The Academy is sponsored by the Children’s Conservation Fund, a nonprofit agency dedicated to conservation-based education for children, which was founded by Decatur in 2002. The beginnings of the Conservation Fund were simple. Decatur worked as a business manager at an educational nonprofit. At a social gathering, she was talking about her work and the best ways to help children in need, when a docent from a local park lamented about how infrequently—if at all—children from disadvantaged areas visit the parks.
The Children’s Conservation Academy serves 70 students and has one of the highest attendance rates in the district.

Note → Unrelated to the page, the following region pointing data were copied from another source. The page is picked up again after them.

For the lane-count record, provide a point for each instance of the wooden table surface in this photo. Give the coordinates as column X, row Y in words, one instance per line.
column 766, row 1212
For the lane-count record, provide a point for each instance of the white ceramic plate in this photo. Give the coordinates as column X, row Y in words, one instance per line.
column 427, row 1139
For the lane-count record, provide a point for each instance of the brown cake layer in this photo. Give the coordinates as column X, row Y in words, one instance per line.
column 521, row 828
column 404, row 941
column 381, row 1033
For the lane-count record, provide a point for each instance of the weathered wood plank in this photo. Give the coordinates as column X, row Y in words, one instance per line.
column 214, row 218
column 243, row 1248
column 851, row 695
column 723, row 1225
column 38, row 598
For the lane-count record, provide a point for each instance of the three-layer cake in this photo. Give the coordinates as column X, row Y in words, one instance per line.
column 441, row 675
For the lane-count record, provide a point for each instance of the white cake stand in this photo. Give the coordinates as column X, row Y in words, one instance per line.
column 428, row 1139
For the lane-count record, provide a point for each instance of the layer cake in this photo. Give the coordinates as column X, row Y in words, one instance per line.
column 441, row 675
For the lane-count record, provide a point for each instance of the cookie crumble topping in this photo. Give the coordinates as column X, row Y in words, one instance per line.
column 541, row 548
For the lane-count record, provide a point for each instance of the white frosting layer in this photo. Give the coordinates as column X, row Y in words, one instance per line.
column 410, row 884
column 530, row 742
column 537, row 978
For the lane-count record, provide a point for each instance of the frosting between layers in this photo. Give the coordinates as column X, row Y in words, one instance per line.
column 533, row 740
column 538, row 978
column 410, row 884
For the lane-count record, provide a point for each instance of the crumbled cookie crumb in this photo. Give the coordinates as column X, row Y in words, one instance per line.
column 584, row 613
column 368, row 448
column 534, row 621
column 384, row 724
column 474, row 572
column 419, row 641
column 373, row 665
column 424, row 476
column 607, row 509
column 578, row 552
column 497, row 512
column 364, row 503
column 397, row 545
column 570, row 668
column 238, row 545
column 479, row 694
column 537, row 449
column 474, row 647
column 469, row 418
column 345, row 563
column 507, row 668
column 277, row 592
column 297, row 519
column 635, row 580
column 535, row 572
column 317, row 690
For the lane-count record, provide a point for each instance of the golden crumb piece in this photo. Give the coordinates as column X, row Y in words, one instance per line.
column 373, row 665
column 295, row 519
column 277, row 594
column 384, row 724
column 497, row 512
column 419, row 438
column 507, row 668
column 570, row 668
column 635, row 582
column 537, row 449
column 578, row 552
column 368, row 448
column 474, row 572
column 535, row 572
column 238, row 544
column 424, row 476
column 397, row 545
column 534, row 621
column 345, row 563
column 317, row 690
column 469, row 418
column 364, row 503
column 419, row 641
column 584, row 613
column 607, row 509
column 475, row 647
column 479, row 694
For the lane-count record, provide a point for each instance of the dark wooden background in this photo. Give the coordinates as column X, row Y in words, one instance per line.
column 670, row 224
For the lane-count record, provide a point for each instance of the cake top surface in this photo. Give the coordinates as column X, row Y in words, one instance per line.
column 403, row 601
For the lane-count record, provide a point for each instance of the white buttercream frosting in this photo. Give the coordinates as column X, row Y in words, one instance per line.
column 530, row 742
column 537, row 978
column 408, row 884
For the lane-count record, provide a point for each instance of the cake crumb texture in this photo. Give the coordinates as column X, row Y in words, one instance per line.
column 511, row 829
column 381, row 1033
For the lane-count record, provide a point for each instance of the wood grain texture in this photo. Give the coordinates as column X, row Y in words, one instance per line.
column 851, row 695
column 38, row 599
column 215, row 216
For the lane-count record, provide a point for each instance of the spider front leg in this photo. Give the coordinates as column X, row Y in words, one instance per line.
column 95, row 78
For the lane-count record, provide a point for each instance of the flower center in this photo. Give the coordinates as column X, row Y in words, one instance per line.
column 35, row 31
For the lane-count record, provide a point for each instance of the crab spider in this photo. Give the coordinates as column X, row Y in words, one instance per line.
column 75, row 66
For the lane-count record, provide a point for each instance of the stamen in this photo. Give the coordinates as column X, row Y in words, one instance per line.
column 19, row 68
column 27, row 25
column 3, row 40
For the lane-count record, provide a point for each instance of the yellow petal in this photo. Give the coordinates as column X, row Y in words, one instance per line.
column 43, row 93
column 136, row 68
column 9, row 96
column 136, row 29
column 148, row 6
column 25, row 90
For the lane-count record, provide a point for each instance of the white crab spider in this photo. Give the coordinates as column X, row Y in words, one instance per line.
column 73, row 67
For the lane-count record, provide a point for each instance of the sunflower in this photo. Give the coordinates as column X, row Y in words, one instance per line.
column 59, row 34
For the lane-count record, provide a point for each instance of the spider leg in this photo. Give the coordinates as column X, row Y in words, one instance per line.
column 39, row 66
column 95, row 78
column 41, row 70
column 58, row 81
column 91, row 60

This struck Decatur as very sad—she valued her own childhood experiences of San Diego’s beautiful natural resources—so she started to brainstorm ways to share those experiences with children from under-served neighborhoods. Her formal education was in law, not education. Undaunted, she talked to principals of local public schools and started a conservation-themed weekend and after-school educational enrichment program named YES (Youth for Environmental Success).
From the very first workshop, the fun, educational activities resonated with the students. The program soon grew to include a student art gallery and dramatic performances, based on Decatur’s love of theater (cultivated at Sarah Lawrence, naturally). “Everyone always left feeling excited and motivated—and they came back every weekend,” says Decatur.
In 2003, when one of the public schools closed in the district, parents approached Decatur and asked her about the possibility of starting a school. She spent the next 18 months drafting the Academy’s charter.
Today, the Academy serves 70 students and has one of the highest attendance rates in the district. Decatur is pleased with how happy the students are; she’s constantly developing new strategies to improve the opportunities of the children and their families. For example, since 98% of the students speak English as a second language, the Academy now offers free ESL courses for the parents.
Although Decatur’s background is not in education, that didn’t stop her from seeing a need and creating a solution for it in the community. This confidence and creativity is something that matured while at Sarah Lawrence: “I felt supported there—my ideas were valuable…I benefit from my Sarah Lawrence experience each and every day.”